The truth, however, is that this slumping greatly increases the curve (technically the lordosis) of the cervical spine as the upper vertebrae slide forward over the ones below. The spaces between the vertebrae become more narrowed, leaving less room for your nerves to enter and leave the spinal column – this can exacerbate or even cause pain in the neck, head and even arms.
Also, forcing the outer muscles of your neck and shoulder to hold your head so far out increases their tightness and fatigue, causes pain and heachaches that are cervicogenic (which means 'from the neck'). At the same time, your chest muscles become tight and shorten, your shoulder joints held forward and stiff, and the more you do it the harder it is not to!
So, how do I 'hold my mango'?
To counteract this, we ask you to imagine that you're very gently holding a big juicy mango between your chin and chest. Your head will gently be drawn back in line over your body, the back of your neck growing long and tall, and your chin slightly tucking down to gently hold your big mango to your chest. This restores the lordosis of your neck and upper back to its ideal state, optimally spacing out your vertebrae. It also relieves a lot of the weight of the head on your neck muscles – sitting atop your spine allows gravity to take over, relieving that familiar neck stiffness.
But most importantly this postural cue helps us to gently switch on the tiny, deep muscles near your spine in the neck called the deep neck flexors which, when activated properly, should work gently to support your neck in a tall, lengthened, ideal posture as you go about your day and practice your Pilates exercises.

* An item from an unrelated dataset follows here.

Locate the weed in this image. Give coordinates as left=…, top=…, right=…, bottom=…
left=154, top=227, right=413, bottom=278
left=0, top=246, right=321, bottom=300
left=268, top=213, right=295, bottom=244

Try to hold your mango very gently, so as not to squish its softness! This will keep your deep neck flexors doing the work and growing stronger, and help to avoid overuse and fatigue of the outer neck muscles.
So always remember your big juicy mango wherever you are, from sitting at work, on the sofa, carrying your shopping or your toddler. This will help you to stay properly aligned and supported to avoid postural neck pain and headaches.